>Grocery Workers Serving Up Justice in Fight Against Wage Theft

>

Five hundred and fifty gourmet grocery workers will receive nearly $1.5 million in unpaid wages, thanks to the efforts of United Food and Commercial Workers (UFCW) Local 1500.

Watch the video here.

In 2008, several workers at Amish Markets and related stores Zeytinia, Zeytinz, and Zeytuna approached UFCW Local 1500 because they wanted to form a union at their stores.


The UFCW soon discovered that many workers were not being paid proper overtime and brought the violations to the attention of the New York State Department of Labor.

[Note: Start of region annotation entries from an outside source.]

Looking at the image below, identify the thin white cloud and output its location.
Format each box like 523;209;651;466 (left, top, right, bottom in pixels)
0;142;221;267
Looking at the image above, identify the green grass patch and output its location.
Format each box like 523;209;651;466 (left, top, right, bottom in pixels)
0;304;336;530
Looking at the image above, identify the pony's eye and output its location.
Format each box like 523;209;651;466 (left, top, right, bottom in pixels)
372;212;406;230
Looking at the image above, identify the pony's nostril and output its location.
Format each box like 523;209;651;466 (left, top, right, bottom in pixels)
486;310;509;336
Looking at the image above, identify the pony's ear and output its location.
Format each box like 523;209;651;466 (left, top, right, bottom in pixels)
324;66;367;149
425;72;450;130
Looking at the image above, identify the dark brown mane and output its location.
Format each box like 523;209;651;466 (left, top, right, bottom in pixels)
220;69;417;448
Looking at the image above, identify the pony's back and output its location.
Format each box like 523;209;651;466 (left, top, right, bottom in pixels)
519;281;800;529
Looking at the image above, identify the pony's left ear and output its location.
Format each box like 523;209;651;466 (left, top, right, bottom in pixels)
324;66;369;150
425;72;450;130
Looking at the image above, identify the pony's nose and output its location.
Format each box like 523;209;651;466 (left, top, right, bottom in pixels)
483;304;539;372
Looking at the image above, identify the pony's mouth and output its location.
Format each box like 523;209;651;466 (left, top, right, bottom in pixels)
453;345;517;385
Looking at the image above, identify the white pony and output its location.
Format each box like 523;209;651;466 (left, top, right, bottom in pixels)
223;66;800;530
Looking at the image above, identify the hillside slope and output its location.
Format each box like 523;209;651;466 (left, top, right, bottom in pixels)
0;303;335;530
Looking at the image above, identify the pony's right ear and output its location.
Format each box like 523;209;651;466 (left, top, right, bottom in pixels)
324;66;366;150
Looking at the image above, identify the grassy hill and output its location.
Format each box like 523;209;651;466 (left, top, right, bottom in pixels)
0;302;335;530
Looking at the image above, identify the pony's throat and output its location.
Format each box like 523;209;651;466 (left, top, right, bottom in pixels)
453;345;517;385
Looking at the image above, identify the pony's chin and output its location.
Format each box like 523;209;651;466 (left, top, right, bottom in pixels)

The DOL conducted a sweep of nine locations and confirmed widespread wage and hour and labor violations.

Bruce W. Both, president of the United Food and Commercial Workers Union Local 1500 said, “The New York State Department of Labor and the workers from Amish Markets, a gourmet grocery store serving high-end food products, deserve the gratitude of every taxpayer in the city because they had the courage to stand up and say: ‘This is wrong!’”

State Labor Commissioner M. Patricia Smith said of Amish Markets, “This employer was caught red-handed with his hand in the gourmet cooking jar.”

Local 1500 and the Building Blocks Project play a leading role in bringing good food, good jobs, and good health to New York’s neighborhoods by promoting and establishing policies that preserve existing supermarkets, develop new supermarkets and ensure the ability of grocery workers to form unions.